Rack

Rack describes itself as a “minimal, modular, and adaptable interface for developing web applications in Ruby”. In layman’s terms its just a set of rules that, when followed, allow web servers and web applications to talk to each other.

The typical flow of a web app is as follows:

  • Web server receives request over the wire as plain-text
  • Web server hands this request off to web application to do something
  • Rails application takes some action, for example, updates a user record in the database
  • Rails hands the response back to the web server
  • Web server responds to the client as plain-text

Plain-text in, plain-text out.

There are lots of web servers: WEBrick, Thin, Puma, etc. There are even more Ruby web frameworks: Rails, Sinatra, Rum, Hanami, Merb, just to name a few.

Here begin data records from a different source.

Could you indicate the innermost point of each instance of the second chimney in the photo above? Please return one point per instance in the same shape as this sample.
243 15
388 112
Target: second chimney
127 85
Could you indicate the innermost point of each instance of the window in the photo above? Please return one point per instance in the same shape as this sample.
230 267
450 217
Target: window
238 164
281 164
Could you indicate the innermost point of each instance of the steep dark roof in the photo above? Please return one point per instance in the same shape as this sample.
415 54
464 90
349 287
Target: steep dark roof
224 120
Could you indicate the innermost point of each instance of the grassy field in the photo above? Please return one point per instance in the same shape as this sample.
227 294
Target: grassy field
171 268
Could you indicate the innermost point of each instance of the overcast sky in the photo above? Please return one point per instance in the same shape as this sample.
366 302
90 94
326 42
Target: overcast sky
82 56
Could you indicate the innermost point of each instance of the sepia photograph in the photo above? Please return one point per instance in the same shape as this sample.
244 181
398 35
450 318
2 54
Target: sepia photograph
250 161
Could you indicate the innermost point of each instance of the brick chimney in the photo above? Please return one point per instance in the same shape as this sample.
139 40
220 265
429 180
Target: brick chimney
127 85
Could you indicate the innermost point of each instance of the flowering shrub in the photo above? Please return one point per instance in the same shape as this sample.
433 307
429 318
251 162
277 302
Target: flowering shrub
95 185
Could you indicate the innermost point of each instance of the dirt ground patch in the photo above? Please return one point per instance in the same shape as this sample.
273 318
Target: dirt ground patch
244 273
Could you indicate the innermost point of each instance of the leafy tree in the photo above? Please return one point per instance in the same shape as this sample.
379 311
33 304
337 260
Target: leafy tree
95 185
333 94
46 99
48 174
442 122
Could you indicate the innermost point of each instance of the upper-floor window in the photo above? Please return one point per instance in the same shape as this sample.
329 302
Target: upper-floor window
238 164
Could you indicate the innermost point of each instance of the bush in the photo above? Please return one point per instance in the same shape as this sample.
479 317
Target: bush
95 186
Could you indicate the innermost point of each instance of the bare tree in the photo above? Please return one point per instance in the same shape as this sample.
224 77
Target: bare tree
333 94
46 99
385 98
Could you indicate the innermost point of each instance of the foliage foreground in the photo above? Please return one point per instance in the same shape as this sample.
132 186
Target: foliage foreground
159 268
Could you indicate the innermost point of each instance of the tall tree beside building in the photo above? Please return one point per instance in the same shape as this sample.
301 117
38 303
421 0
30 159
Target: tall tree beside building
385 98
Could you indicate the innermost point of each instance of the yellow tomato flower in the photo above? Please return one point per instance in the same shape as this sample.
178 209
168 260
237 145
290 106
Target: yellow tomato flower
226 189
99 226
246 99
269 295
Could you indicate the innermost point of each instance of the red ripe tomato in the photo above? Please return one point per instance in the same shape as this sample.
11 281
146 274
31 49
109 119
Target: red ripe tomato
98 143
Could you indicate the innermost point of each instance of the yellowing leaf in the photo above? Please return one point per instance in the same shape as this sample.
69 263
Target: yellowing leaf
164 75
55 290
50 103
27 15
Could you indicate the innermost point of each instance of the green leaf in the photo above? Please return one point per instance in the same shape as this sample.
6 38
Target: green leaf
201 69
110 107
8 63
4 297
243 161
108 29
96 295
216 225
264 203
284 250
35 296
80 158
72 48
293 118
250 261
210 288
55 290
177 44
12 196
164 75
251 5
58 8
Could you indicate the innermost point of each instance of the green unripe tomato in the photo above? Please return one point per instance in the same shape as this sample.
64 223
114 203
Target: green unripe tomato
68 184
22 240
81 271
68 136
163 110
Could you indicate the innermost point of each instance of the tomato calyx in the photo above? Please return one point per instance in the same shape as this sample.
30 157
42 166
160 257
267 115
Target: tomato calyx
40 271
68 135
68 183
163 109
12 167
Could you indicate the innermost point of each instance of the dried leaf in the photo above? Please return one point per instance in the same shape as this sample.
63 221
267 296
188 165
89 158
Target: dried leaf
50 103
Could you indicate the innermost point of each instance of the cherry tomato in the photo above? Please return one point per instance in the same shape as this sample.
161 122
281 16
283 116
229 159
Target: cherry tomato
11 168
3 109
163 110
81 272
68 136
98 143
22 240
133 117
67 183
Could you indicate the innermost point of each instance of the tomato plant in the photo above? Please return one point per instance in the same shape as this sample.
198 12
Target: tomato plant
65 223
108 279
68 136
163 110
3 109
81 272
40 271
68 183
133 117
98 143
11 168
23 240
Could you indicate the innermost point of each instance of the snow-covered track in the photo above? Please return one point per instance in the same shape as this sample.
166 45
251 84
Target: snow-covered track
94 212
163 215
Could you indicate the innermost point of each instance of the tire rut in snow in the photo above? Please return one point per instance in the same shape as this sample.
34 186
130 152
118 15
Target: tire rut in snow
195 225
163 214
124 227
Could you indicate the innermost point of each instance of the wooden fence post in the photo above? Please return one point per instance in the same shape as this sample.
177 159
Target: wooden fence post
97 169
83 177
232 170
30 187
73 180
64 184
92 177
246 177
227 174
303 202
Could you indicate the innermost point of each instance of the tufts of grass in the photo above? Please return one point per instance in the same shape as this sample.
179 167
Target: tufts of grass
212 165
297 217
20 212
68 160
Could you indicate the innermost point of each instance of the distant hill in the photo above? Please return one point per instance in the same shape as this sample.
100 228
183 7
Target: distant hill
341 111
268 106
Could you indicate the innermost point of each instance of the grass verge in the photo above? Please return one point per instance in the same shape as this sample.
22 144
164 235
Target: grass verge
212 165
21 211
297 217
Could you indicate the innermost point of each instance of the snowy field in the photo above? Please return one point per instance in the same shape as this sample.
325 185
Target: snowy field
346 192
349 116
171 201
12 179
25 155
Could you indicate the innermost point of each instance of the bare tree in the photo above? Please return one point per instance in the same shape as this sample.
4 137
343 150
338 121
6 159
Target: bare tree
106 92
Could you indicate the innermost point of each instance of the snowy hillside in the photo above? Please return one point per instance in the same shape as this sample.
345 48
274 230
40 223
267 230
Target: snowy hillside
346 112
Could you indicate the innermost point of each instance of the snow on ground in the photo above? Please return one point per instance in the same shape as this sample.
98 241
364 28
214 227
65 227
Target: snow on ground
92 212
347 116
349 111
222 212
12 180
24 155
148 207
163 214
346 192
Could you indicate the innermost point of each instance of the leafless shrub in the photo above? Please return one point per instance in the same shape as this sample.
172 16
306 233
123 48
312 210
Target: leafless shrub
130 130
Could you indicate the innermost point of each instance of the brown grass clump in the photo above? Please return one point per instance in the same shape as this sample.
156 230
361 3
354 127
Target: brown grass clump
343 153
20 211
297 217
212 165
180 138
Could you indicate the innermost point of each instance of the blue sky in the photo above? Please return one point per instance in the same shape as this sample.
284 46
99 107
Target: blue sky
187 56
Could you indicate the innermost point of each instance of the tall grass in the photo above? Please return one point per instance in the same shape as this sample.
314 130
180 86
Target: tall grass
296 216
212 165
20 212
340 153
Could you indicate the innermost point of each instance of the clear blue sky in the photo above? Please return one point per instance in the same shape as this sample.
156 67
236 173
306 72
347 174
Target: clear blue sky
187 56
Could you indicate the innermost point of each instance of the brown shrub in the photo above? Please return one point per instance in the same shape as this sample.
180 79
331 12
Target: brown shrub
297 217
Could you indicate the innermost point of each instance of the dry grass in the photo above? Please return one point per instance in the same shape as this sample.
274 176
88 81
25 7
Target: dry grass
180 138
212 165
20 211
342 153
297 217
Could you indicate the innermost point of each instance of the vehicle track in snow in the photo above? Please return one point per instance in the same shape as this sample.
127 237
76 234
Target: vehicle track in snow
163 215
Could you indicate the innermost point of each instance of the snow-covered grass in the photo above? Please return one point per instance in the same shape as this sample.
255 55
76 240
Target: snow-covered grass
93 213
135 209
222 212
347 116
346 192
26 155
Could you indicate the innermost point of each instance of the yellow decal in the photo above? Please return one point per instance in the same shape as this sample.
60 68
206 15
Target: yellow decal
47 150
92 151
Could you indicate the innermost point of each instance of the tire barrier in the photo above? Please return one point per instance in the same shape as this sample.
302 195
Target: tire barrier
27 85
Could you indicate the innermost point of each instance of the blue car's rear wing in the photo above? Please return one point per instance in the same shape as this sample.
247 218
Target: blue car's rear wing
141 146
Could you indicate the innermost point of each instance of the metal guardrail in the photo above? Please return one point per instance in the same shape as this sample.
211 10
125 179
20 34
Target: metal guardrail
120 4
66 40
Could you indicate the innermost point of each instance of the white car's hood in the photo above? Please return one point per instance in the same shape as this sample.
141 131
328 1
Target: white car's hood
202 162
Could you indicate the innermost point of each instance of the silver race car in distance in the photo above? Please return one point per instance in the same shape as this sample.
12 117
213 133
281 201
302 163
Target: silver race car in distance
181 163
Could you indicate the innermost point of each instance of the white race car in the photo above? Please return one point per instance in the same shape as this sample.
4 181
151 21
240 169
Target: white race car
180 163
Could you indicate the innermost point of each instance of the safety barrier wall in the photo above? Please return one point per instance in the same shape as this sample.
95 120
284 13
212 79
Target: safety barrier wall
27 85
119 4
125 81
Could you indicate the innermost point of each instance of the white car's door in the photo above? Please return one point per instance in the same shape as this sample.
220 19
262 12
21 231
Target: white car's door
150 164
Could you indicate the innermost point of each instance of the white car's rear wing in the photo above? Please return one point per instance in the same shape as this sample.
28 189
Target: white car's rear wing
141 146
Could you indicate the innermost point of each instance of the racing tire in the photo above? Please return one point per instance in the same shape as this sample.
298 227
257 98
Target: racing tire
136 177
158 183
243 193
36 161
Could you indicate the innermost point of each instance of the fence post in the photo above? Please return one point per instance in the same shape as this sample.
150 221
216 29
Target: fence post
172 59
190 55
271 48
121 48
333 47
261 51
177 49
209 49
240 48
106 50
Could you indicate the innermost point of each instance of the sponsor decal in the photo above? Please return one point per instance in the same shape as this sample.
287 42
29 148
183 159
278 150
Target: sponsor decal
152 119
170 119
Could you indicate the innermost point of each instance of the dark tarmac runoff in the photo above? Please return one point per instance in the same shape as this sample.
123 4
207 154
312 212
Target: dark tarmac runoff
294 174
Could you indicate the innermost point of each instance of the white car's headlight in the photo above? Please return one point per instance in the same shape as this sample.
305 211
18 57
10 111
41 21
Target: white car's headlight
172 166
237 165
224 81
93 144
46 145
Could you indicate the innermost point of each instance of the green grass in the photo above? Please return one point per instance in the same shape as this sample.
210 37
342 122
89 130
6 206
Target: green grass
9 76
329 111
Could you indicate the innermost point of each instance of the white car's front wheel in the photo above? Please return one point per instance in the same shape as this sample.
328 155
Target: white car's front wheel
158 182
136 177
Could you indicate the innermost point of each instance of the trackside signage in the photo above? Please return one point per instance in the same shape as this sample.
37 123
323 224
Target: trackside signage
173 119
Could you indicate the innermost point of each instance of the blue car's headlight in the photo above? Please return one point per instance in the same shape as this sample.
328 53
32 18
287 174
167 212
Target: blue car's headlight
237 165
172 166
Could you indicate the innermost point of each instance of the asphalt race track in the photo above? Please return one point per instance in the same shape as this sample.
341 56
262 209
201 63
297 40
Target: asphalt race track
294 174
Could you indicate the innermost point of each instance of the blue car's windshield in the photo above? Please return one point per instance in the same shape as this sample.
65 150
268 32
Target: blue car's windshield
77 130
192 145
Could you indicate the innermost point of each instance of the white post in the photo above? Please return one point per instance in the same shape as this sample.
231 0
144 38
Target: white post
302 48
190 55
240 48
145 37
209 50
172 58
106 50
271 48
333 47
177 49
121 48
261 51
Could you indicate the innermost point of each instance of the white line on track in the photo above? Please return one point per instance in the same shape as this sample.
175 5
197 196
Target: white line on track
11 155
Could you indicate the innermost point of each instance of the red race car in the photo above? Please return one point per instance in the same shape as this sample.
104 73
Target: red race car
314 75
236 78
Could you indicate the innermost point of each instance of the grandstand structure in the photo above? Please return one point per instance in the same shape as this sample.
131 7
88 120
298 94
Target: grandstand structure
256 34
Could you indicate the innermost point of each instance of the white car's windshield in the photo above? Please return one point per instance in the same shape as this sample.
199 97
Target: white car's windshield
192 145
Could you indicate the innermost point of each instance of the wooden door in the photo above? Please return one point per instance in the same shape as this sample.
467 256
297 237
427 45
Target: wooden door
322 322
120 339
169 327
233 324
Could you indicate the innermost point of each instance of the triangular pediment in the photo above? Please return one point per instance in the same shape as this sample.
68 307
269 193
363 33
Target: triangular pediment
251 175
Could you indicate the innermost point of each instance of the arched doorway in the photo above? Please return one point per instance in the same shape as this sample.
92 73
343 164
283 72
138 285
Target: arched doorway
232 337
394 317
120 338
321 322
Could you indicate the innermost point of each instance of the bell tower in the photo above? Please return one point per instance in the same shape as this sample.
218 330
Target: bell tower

One day web server authors and web framework authors got wise and held a big meeting. The web framework authors were growing really tired of having to write tons of code to support all the different ways web servers were handing them representations of these plain-text HTTP requests. Some passed a request as a raw String, others as an Array, and some gave it as a Hash - in Spanish! The web server authors were also getting pretty fed up with framework authors. Every framework was handing their responses to the web servers in a different format. Complete chaos. So what happened?

The web server peeps came up with a set of rules. They said your frameworks need to provide an app object that responds to the call method, taking a Hash representing the request. This object needs to return an Array with three elements:

  • HTTP response code
  • Hash of headers
  • the response body, which must respond to each

And with that the seas parted and Rack was born.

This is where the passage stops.